David Hart frowned through his tears. “Will you really help me, Jack? Will you really try to find someone who’ll listen to me?”
“Yes. I swear it. Okay?”
“You mean it?”
“I won’t lie. They are going to charge you with the murders. But we fight it. You tell me all you know. And I’ll fight for you. God knows, I always have, haven’t I?”
“But what if—?”
“—Forget what if, David, nothing else matters but you surviving so that you can look after your little girl. It’s Sian that matters. You’ve got to focus on Sian. She needs you. And Janet’s not as badly hurt as you think. She’ll be okay.”
“Yeah?” He looked down and swayed slightly. “You’re right. Sian does need me.”
“And I’m going to help you, David, I swear we’ll sort it out.”
“Just like you always have, Jack? You’ll help me again? Whatever sort of shit they throw at you?”
I nodded. “But first things first. I’ll shuffle backwards, you come towards me.”

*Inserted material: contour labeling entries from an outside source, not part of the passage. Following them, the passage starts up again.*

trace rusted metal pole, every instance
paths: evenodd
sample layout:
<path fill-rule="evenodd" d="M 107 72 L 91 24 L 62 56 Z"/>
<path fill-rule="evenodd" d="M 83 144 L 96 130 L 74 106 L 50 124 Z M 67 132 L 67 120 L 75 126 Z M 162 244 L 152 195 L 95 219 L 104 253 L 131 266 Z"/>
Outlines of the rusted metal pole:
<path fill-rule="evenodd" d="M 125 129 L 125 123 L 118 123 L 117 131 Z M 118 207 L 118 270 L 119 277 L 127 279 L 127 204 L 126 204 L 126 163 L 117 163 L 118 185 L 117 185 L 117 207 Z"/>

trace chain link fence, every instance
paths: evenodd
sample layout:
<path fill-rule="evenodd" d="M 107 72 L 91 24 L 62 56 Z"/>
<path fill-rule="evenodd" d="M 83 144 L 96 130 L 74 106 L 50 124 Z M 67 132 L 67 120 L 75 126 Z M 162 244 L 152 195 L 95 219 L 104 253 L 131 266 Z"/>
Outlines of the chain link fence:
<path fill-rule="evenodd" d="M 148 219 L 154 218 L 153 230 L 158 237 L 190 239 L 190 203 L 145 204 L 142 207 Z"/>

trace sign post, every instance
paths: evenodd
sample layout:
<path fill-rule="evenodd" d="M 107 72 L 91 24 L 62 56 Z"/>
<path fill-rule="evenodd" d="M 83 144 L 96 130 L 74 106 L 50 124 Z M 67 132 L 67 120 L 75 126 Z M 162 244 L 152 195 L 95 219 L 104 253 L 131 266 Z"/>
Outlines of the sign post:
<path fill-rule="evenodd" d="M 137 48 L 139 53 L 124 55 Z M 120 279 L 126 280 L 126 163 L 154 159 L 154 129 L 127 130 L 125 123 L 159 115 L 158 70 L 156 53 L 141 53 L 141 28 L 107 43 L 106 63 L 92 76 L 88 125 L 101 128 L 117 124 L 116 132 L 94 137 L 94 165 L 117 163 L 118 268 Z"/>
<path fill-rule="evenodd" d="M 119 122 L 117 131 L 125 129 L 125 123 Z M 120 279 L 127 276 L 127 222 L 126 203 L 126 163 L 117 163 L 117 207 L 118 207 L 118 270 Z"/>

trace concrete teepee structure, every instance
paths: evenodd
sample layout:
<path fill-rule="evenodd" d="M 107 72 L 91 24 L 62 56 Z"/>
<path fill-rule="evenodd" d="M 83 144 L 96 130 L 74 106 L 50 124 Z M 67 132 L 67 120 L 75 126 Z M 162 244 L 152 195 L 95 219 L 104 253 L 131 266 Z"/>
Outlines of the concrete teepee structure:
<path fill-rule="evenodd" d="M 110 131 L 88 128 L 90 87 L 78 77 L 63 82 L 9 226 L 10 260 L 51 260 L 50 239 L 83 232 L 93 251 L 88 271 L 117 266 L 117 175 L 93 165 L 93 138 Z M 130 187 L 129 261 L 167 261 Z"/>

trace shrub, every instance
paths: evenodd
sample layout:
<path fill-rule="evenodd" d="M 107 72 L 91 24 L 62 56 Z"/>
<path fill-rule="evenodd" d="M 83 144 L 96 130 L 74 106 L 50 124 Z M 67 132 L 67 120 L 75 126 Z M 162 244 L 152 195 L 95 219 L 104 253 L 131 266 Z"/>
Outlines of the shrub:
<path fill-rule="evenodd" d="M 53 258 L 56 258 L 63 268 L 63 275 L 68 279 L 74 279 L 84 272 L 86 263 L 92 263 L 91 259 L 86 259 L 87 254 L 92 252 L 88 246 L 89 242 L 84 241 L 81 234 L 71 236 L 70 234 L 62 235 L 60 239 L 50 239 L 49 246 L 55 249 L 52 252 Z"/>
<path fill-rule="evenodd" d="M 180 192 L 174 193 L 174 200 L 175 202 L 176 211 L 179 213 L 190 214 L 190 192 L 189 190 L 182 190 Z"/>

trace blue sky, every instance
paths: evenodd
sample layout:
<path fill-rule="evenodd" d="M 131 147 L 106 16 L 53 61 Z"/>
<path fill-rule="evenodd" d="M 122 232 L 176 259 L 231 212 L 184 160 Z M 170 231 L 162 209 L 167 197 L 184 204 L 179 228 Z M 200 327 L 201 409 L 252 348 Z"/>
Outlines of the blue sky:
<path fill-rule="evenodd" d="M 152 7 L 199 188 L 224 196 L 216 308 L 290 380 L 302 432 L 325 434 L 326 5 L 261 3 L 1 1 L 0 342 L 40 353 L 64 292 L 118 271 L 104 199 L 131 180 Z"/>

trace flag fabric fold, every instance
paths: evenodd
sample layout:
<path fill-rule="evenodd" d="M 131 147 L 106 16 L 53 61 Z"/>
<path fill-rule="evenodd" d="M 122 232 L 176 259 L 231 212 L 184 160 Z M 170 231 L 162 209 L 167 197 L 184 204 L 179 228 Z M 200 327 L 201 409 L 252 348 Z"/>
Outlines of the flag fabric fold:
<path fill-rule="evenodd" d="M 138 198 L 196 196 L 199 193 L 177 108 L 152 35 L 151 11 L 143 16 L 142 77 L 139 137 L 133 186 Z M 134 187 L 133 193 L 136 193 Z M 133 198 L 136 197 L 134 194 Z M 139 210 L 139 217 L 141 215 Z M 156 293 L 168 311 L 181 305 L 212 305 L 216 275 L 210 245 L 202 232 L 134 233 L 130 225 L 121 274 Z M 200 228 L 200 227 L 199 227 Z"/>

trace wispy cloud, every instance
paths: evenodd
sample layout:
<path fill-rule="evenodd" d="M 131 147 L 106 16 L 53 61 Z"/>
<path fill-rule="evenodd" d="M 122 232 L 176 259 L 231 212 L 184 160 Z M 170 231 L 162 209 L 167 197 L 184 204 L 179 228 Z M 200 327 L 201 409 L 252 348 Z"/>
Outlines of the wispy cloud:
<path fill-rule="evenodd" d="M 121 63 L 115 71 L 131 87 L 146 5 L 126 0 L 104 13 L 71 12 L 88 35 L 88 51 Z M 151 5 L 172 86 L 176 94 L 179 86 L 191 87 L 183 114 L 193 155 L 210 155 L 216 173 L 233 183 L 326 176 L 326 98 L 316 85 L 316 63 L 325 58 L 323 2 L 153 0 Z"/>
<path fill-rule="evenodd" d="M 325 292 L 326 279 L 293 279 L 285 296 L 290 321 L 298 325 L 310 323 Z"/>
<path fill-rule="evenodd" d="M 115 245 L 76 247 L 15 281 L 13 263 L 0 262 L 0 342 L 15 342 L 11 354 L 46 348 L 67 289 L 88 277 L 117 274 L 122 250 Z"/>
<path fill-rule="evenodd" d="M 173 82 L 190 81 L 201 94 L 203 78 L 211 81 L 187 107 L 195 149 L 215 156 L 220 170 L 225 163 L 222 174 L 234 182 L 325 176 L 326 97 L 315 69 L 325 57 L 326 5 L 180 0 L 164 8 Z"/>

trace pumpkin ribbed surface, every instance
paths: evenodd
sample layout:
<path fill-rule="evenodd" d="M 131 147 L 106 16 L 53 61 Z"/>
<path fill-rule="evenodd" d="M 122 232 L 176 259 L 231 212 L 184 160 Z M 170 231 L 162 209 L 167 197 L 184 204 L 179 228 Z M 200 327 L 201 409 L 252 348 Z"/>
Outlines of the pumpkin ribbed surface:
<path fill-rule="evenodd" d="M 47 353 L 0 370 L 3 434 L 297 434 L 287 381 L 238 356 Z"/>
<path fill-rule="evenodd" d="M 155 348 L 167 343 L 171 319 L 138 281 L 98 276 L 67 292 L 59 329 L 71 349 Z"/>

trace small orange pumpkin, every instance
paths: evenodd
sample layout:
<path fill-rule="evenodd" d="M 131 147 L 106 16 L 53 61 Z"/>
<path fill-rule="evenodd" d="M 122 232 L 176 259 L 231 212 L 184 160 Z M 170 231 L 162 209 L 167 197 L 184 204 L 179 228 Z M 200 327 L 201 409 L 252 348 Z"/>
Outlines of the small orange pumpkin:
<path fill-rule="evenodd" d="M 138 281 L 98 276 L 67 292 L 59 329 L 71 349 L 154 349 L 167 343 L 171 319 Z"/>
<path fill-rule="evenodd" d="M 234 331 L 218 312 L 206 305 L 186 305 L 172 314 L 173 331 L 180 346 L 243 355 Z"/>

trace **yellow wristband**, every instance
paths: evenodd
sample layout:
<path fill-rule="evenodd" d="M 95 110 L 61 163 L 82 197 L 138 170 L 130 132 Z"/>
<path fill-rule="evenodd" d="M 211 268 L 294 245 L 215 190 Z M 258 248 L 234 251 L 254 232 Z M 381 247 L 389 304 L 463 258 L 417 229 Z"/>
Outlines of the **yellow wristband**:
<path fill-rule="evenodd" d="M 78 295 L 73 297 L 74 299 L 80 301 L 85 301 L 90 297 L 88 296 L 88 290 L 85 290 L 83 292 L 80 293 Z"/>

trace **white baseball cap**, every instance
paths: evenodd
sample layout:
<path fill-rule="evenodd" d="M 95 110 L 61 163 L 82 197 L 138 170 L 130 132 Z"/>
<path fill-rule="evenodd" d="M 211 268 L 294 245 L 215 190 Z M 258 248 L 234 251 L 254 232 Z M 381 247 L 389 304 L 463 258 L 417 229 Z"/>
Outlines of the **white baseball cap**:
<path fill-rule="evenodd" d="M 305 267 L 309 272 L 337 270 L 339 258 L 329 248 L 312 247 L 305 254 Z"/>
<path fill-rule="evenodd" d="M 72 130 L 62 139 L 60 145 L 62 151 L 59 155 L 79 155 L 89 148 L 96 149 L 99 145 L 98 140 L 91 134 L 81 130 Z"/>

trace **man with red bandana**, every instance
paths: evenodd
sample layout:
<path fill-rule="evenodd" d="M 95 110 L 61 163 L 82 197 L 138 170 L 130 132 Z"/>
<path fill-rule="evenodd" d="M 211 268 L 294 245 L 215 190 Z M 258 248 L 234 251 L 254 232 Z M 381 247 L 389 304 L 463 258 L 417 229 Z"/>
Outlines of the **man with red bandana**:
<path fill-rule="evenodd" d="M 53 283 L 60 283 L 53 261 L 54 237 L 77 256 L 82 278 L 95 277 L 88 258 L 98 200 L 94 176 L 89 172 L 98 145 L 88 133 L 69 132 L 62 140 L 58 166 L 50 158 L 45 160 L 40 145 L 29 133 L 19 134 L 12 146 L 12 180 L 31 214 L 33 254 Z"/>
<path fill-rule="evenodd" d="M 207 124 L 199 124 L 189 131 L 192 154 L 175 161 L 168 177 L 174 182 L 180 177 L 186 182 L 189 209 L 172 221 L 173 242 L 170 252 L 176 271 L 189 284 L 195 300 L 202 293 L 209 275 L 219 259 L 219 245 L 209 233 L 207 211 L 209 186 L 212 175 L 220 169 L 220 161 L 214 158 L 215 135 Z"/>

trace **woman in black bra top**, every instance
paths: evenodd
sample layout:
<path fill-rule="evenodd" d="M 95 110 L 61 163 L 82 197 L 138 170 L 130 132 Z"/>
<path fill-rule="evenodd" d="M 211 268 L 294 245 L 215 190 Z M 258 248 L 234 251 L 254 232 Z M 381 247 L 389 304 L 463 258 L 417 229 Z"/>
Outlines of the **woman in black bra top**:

Still clinging to the bar in front of me, I moved back. He came towards me. As he came closer I could see the expression in his eyes. The faint beginnings of relief, of hope, in their depths. He raised his hand, lifting it up towards me.
And then? Who knows?
He slipped, stumbled, couldn’t hold on any longer.
All in a flash, he slid sideways. Then tumbled over.
His hands were scrabbling frantically as he tried to hang onto the bar. One of them clung on. The other waved wildly, swinging around to try and get a handhold.
I shimmied above him, reached down and grabbed his waving hand with both of mine. Pulled as hard as I could, gripping the metal framework tightly between my knees.
His left hand couldn’t hold the slippery steel any longer. As he let go, his full weight jerked against me. I gripped as tightly as I could.
“Please!” He was yelling, tears running down his cheeks. “PLEASE! DON’T LET ME DIE. I WANT TO SEE MY BABY!”
And then I felt my body swivel sideways.
I was tumbling over the barrier. Falling with him.